I didn't say that she was wrong. That would be talking to her truthfully and at that moment I didn't feel like it. If I did, Alessia would be extremely surprised at how wrong she was. Life in my Slytherin dorm was solitary and I was more used to it that I cared to admit. Of course, I would take my dorm before St. Mungo's any time of the day. There was nothing more that I wanted than going back to Hogwarts as soon as possible. Maybe, I had a chance with Alessia, to get her on my side. "I'll tell you everything Minchum said if you get Pyek to let me out tomorrow."
"There's no hurry. Your body needs abundant time to heal." She gathered the cards with a natural caring expression, eyes on words deflated every ounce of patience I had left toward her, and I had no more desire in playing anymore. I'm sure my frustration was evident, for Alessia kept looking at me, speaking again with a concerned furrow of her forehead. "Do you even know how beaten up you were?"
I shrugged.
Alessia took that as a challenge for some reason. Jumping off the bed, her green robes blazing slightly as she walked to the door to open it. With one leg out of my room and giving me her back, she grabbed something that had been hanging next to the door.
Coming back with a satisfied smile after kicking the door shut, Alessia set what I could clearly see as my medical clipboard on her lap when she took her unwelcomed spot at my bed.
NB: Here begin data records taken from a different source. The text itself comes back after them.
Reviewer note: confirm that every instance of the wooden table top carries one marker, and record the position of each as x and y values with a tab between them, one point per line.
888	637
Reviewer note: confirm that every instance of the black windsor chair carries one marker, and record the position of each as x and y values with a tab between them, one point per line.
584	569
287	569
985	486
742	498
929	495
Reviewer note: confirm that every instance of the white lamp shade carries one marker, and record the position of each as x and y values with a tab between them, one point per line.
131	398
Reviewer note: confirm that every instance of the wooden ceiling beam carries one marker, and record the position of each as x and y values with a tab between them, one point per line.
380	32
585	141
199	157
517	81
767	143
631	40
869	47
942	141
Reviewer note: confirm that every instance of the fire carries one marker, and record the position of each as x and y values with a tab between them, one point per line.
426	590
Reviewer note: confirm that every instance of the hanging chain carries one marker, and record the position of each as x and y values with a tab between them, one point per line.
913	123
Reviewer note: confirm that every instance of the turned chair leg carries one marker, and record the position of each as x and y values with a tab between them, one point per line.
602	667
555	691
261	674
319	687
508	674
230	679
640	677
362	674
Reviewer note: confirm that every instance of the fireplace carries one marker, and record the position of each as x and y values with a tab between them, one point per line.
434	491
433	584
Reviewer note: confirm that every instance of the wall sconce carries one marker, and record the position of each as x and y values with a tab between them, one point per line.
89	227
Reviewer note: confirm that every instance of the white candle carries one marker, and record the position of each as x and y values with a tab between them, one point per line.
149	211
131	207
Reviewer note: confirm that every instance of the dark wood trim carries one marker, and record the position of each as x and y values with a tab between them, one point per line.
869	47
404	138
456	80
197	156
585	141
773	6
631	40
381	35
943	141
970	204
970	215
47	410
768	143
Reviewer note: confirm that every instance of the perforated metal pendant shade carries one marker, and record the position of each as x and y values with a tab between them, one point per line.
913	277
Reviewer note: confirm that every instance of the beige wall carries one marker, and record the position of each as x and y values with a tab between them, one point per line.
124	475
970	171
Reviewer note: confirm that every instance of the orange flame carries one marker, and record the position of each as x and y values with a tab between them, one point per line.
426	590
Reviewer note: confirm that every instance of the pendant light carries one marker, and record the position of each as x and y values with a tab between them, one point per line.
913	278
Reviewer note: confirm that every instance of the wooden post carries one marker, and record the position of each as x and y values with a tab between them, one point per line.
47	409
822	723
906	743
She skimmed through the papers with the expertise of a soon-to-be professional Healer and brought her eyes to me. I stared back, trying to be unimpressed by her, which I was, as I waited for her to deem the moment worthy to tell me things Head Healer Pyek had already told me.
She went on to read an impressive list of wounds, which somehow, the Healers of St. Mungo's were capable of healing in less than three days. My duel with Lorcan had earned me a dislocated arm, shattered right shoulder, and a snapped leg. I had three broken ribs that did no one the favour of puncturing my spleen and one lung, and a couple of dislocated disks that would have rendered me immobile if Pyek wasn't an expert at fixing them. There was also a fracture on my skull that resulted in a concussion that still required potions to calm the bugging pain. I had a large burn on my belly, from where I was hit with a lightning spell, and I had all sorts of both deep and shallow cuts over my body. Thanks to those I arrived at St. Mungo's with a desperate need for a blood replenishing potion.
I would have been impressed with my own resilience if the whole getting those wounds hadn't been so damn painful.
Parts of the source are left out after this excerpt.